Frequently Asked Questions
Are Fiji’s rainforests safe to walk in?
Fiji’s forests are safe for visitors — there are no venomous snakes and no large predators of any kind. The main practical considerations are terrain (trails can be steep and slippery, particularly after rain), leeches (present on wet forest trails, harmless but unpleasant — long socks worn over trouser cuffs help), and sun exposure on exposed ridge sections. A local guide is strongly recommended for any trail beyond the well-marked paths at Colo-i-Suva and the Tavoro Waterfalls lower section. Wear solid footwear, carry water, and start early — the forest is most active and the temperature most manageable in the first hours after dawn.
What is the best island in Fiji for rainforest?
Taveuni is the answer for most travellers with a specific interest in natural history. It has the highest rainfall, the most intact primary forest, and the highest concentration of endemic species — including the silktail and the orange dove, neither of which is easily found elsewhere. Vanua Levu has extensive intact forest and very few visiting naturalists, which makes it rewarding for independent travellers willing to work harder for their encounters. On Viti Levu, Colo-i-Suva and the Koroyanitu highlands offer accessible forest within reach of both Suva and Nadi.
Is there a Fijian iguana, and can I see one?
Yes — Fiji is home to two native iguana species, the crested iguana (Brachylophus vitiensis) and the banded iguana (Brachylophus fasciatus), both of which are endemic to the Pacific and both of which are endangered. Wild sightings of the crested iguana are rare and largely confined to a small number of islands in the Mamanuca and Yasawa groups, including Yadua Taba, which functions as a wildlife sanctuary. The banded iguana is more widely distributed but still declining. The best opportunity for a guaranteed sighting is at Kula Wild Adventure Park on the Coral Coast, where both species are kept in well-maintained enclosures.
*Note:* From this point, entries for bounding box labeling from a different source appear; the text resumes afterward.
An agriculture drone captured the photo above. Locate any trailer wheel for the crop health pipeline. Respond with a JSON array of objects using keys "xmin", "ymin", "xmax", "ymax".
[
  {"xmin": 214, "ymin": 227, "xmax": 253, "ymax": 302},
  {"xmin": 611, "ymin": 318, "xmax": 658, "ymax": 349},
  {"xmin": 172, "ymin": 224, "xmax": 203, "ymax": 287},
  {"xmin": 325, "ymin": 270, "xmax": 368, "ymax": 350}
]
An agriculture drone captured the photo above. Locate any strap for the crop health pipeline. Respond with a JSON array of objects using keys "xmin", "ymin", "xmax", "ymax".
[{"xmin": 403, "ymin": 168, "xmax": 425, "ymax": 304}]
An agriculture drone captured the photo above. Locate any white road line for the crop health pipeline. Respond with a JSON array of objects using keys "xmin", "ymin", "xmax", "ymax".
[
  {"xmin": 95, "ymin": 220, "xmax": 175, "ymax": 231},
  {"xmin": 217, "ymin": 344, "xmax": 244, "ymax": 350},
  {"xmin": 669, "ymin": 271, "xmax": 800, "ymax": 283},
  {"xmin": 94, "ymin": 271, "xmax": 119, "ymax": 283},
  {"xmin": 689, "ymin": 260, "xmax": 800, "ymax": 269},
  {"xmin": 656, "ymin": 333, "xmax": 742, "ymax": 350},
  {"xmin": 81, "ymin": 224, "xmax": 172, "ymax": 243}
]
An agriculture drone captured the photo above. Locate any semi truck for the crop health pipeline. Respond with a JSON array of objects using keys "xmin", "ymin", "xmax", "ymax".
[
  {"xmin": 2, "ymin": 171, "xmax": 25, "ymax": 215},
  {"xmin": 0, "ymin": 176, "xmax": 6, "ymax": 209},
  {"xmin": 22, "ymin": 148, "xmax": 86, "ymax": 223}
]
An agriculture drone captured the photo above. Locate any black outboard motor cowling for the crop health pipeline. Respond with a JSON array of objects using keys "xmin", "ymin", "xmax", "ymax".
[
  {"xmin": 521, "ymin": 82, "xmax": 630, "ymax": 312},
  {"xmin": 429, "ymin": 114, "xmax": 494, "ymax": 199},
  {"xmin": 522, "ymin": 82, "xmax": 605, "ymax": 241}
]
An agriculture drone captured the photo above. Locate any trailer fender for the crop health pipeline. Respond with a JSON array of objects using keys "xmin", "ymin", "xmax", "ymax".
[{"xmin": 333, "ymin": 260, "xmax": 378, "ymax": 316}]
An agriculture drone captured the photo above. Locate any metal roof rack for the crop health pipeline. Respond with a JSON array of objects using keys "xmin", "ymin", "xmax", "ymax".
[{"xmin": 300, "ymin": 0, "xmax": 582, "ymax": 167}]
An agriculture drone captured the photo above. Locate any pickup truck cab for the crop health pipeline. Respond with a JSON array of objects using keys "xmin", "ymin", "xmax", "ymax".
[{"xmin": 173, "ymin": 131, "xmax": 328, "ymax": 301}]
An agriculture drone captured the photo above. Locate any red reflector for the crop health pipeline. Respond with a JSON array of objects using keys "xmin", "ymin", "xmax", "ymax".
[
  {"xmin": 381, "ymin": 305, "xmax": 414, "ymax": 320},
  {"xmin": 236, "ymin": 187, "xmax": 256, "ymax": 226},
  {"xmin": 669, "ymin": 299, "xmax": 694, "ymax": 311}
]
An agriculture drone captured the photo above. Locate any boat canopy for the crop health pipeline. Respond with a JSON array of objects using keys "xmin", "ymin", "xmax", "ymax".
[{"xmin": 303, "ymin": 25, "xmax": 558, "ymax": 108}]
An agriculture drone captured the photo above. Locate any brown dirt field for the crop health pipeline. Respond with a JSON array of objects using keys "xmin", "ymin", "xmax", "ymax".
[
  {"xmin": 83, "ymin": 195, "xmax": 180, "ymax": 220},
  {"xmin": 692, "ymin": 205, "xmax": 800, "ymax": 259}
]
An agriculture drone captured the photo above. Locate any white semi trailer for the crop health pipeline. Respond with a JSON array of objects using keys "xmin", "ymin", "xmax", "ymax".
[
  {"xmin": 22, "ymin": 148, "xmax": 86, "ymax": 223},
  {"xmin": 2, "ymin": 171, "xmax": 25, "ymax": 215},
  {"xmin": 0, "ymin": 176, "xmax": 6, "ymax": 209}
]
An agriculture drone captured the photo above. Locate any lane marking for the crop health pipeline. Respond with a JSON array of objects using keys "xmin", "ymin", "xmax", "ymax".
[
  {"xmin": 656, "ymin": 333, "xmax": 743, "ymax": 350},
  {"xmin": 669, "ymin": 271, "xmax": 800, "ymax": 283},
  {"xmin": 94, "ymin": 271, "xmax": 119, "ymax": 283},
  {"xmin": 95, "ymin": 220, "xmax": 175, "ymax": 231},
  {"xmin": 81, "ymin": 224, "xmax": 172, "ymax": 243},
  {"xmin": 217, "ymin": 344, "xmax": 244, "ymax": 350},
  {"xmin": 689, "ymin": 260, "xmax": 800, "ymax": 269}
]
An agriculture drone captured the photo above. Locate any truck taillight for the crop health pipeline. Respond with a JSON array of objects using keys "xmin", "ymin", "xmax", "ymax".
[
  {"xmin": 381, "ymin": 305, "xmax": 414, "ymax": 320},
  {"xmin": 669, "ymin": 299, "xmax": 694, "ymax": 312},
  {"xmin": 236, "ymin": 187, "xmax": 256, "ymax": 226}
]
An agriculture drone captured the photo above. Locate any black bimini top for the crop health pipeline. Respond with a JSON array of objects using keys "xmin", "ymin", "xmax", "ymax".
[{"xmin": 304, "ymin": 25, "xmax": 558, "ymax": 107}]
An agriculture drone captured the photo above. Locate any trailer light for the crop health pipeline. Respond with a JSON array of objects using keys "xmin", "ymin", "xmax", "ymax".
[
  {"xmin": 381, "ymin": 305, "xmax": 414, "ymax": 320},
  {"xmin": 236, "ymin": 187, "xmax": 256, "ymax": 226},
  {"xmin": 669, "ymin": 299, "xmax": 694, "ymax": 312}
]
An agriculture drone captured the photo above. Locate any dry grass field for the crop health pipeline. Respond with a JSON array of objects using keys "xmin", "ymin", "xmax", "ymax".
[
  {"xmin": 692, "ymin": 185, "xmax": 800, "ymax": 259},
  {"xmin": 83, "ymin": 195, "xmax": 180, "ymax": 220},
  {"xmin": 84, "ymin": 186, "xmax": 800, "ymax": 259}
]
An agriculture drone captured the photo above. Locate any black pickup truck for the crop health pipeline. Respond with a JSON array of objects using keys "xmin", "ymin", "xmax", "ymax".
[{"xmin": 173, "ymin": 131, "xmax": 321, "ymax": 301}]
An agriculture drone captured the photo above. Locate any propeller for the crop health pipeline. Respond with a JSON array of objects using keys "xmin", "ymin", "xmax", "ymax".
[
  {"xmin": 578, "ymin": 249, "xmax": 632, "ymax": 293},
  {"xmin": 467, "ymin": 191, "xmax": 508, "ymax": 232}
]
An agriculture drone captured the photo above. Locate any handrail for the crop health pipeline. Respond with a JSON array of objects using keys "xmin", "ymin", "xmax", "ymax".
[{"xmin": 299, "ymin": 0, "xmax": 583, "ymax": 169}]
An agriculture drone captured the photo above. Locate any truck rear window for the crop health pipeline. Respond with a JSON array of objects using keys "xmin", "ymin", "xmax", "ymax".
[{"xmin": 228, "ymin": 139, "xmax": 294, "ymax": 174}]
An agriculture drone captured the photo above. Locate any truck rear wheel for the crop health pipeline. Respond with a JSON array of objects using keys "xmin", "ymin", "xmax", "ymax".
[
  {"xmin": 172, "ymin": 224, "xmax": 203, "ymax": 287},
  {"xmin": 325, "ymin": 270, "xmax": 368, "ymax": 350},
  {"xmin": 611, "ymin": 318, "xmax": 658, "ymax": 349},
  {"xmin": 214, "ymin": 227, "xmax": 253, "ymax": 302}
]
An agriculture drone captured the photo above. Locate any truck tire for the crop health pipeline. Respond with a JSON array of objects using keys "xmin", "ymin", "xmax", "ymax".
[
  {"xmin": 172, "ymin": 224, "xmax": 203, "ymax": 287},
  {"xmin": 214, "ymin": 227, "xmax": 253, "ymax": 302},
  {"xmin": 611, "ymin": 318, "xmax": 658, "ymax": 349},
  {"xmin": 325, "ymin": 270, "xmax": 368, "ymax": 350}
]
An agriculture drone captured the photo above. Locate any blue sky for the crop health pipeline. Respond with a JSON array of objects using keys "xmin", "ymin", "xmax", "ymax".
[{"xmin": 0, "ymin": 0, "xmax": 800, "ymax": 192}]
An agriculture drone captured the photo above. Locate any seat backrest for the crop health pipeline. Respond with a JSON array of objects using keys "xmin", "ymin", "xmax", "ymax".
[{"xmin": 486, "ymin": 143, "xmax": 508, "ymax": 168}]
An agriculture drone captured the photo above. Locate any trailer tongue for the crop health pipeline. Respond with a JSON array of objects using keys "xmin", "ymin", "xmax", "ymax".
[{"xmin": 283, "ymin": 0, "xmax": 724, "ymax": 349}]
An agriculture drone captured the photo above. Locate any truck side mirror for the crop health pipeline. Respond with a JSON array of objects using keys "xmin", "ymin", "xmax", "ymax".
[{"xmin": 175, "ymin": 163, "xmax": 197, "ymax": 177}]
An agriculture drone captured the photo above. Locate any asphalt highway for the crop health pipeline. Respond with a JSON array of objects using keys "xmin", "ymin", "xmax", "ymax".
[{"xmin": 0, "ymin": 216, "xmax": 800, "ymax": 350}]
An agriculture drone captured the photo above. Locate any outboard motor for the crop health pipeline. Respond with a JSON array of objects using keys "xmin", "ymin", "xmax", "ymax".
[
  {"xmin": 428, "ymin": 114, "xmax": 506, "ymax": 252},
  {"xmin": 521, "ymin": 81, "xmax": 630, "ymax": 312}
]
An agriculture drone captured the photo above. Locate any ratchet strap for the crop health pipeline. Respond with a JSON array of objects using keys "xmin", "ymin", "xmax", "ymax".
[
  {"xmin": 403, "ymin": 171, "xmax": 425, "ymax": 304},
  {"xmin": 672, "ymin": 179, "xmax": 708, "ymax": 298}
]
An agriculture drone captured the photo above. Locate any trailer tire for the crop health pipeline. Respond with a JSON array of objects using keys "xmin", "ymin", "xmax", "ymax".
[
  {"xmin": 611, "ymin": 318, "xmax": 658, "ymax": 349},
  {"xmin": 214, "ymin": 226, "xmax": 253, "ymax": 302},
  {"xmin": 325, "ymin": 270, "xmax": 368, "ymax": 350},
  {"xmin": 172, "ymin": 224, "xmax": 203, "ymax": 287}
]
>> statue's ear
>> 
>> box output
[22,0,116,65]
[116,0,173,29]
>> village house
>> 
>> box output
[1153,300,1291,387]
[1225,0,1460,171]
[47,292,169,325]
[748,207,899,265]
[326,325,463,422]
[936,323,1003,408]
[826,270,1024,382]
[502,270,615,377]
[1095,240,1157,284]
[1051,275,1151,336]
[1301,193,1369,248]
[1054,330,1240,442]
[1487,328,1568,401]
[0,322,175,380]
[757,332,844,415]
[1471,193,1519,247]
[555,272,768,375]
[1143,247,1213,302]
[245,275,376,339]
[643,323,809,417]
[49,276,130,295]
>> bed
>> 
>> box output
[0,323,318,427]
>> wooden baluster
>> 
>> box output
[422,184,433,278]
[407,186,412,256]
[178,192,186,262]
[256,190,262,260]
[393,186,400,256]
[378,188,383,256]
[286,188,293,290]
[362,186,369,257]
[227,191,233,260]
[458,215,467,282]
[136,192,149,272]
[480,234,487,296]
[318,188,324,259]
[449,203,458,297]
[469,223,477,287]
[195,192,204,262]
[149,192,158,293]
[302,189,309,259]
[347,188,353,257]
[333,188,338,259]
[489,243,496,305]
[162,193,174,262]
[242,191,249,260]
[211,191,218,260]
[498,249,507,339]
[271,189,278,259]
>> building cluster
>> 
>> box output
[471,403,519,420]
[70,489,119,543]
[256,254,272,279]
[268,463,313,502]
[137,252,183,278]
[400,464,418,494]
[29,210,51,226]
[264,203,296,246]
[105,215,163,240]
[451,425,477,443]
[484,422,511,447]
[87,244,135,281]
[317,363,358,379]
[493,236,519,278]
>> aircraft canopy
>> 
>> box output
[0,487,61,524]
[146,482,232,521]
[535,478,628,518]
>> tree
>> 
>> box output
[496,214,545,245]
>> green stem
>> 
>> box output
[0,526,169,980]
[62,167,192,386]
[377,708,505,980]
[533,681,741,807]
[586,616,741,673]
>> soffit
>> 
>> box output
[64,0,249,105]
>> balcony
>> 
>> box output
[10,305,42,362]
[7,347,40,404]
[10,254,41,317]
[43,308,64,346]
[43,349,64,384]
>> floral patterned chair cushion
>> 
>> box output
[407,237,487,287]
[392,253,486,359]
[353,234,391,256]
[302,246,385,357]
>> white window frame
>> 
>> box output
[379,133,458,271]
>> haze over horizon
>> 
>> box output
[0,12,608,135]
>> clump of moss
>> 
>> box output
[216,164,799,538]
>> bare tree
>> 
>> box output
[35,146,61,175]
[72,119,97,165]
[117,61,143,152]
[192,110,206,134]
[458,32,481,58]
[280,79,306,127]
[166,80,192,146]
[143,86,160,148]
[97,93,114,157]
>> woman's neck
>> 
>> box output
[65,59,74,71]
What threats do Fiji’s rainforests face?
The main threats are introduced predators — mongoose, black rats, and feral cats, which prey on the eggs and chicks of ground- and understorey-nesting birds — and historical habitat clearance for agriculture and logging, which has fragmented the forest cover on the main islands. Climate-related changes in rainfall patterns are an emerging concern for forest composition. The Fiji government, alongside conservation organisations including the Wildlife Conservation Society and BirdLife International, manages a number of protected areas specifically to address these pressures. Taveuni remains more intact than the main islands partly because the mongoose was never introduced there — an accident of history that has had significant positive consequences for its wildlife.